What is an employer brand, and how do you create one?
Most of us are acquainted with the basics of branding, at least the customer-facing variety. But how many of us have done much thinking about the employer brand. Adam Fridman has, and he delineates “3 Essentials to Crafting a Thriving Employer Brand,” in a recent article for Branding Strategy Insider.
Pointing to the power of customer experience to “snowball and reach millions over the course of a few hours,” he notes that “branding now requires attention from the inside out.”
A company’s employer brand must be as strong as its customer-facing brand. That is, its reputation as a place to work and its employee value proposition must be as carefully thought out and consistently executed as a brand targeted at customers.
A healthy employer brand is built on three essentials:
Simply put, purpose is not about the corporate mission statement, to which many employees pay scant attention “because it has nothing to do with the day to day operations of the organization.” Purpose, Mr. Fridman says is an intrinsic motivator that transcends profit. His example is Apple, whose purpose is to think different, to be all about being the best. Purpose drives inspiration, and inspiration is why employees do what they do, day in and day out.
If purpose is foundational to the employer brand, values build on purpose and provide a framework for the decisions that organization leadership—and by extension, employee—make. Values are not the same as business objectives, but they influence them and keep an organization moving in the right direction. For example, maximizing profit can be a company’s objective, but the underlying value could be “Yes, we want to be profitable but not at any cost.”
At the bottom of the pyramid, but by no means inconsequential, are habits. As Mr. Fridman puts it, “If a company’s mission statement isn’t authentic, true to its purpose, this is where the hypocrisy is exposed.” (I’m betting that every reader of this post can come up with an example here.)

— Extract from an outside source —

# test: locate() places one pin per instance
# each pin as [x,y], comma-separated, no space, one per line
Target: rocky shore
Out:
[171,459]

So, what are habits? They’re the micro-actions that comprise daily operations, and they’re an essential target for the employer brand. Mr. Fridman comments that the micro-interventions used in positive psychology are a scalable way to establish and maintain an employer brand. Properly chosen, they can resonate across an entire work day, even though they take only minutes.
I’m from the era where people hired on, got a fast review of benefits (and maybe an employee handbook), and then plugged into their positions. Clearly, some companies were better than others to work for than others—and the word got around—but the concept of an employer brand didn’t seem to get that much thought. With the ubiquity of social media and the empowerment of the individual communicator, times have changed. Organizations would do well to make sure that their internal branding and employee perceptions of it are in sync. Because employees are, after all, customers, too.